Kin One's retail price is $330 and Kin Two retails for $430. Both devices are made by Sharp and are also embossed with the Windows Phone and Verizon brands.
Microsoft has been credited for bringing a unique, edgy approach to its social networking-oriented Kin devices. And features like Kin Studio, which consists of a Web page and cloud-based storage for all photos, videos, and texts created with Kin devices, laid out in timeline format, have also been well received.

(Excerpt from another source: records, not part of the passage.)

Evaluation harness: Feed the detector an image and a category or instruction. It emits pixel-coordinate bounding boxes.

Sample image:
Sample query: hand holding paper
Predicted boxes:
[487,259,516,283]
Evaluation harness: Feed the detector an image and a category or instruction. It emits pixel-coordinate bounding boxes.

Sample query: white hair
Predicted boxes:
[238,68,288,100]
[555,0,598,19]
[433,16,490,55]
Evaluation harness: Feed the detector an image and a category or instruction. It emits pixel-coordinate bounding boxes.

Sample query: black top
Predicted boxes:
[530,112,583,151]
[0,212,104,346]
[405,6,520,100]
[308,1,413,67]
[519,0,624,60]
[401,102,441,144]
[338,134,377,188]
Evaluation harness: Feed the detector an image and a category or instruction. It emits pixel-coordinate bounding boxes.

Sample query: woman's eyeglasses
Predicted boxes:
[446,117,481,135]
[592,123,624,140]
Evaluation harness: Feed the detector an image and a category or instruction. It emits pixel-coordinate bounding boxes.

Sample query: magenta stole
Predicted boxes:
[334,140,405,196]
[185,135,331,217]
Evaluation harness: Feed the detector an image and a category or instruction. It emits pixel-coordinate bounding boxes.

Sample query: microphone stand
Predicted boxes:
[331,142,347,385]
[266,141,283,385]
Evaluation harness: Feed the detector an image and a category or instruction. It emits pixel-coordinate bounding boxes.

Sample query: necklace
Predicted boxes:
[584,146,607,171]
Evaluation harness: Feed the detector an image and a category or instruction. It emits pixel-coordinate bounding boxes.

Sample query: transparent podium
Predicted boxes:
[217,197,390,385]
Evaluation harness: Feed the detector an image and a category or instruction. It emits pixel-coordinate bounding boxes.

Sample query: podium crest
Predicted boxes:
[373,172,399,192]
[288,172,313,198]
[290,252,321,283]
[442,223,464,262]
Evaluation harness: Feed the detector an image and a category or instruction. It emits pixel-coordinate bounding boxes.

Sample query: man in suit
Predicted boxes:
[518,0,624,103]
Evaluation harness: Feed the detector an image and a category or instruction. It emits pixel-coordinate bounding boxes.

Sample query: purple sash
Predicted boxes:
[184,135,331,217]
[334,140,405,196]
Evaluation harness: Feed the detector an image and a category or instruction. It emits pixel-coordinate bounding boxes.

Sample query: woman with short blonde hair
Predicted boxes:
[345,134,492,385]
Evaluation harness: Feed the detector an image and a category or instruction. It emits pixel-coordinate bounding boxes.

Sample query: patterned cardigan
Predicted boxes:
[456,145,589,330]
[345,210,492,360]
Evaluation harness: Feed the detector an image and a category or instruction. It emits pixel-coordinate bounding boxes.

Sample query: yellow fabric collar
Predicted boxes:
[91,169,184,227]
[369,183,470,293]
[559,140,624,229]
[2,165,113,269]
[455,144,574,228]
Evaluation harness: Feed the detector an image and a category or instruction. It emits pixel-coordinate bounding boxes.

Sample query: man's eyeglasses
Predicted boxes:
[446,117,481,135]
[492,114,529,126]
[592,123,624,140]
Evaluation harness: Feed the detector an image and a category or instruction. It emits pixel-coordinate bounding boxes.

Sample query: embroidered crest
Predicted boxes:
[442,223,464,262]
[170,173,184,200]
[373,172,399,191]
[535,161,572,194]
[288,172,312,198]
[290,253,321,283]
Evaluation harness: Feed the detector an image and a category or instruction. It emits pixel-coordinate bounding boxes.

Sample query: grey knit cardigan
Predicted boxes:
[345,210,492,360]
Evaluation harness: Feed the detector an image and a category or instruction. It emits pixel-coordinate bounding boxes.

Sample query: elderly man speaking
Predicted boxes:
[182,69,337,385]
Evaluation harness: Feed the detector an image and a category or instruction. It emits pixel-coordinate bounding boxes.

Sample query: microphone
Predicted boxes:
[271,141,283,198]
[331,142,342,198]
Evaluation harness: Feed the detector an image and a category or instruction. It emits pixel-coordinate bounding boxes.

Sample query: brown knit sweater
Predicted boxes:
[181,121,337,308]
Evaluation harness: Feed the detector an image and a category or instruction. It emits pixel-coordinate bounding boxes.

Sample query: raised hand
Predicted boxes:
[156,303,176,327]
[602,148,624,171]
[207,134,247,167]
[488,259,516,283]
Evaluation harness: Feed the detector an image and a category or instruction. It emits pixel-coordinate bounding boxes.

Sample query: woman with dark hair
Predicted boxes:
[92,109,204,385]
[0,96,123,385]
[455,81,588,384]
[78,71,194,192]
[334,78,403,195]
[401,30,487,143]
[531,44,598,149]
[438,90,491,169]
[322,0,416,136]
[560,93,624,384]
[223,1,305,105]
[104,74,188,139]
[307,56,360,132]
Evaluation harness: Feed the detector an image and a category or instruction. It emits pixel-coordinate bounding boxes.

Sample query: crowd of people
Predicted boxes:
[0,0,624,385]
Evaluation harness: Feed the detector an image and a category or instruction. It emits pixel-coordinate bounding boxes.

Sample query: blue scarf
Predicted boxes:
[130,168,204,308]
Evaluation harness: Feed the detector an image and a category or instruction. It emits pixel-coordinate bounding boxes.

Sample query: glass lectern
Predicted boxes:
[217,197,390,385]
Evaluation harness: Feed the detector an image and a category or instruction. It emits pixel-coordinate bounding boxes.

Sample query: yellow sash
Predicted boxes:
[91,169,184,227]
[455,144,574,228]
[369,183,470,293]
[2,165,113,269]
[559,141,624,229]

However, the $30 monthly data plan Verizon requires for Kin remains the biggest obstacle to its success. Both Microsoft and Kin have defended the data plan requirement on the grounds that Kin devices are prolific at content creation and include cloud-based storage that's been carried over from the Sidekick.
Still, in the market Microsoft is aiming for, Kin's overall costs might be a deal-breaker.
"In terms of its demographic appeal, pricing for the standard Verizon data plan doesn’t seem like a good match with the intended market," said Andrew Brust, chief of new technology for twentysix New York, a Microsoft solution provider in New York City.
Added Brust: "It’s good that the devices are cheap, but if the service pricing isn’t comparable to feature-phone voice and text plans now, then I think it misses its mark."
But Kin's problems run deeper than just pricing: User reviews on Verizon's Kin Web pages are largely negative and include recurring complaints about battery life, keyboard design and buggy performance. Users are also grumbling about Kin's lack of GPS, calendar and calculator, as well as the absence of an application marketplace.
Like so many aspects of Microsoft's mobile strategy these days, Microsoft says it will address Kin's deficiencies at some point the future. Microsoft says it plans to eventually merge Kin with Windows Phone 7, which would bring third party application support to devices. But at this point, the company isn't saying when that will happen.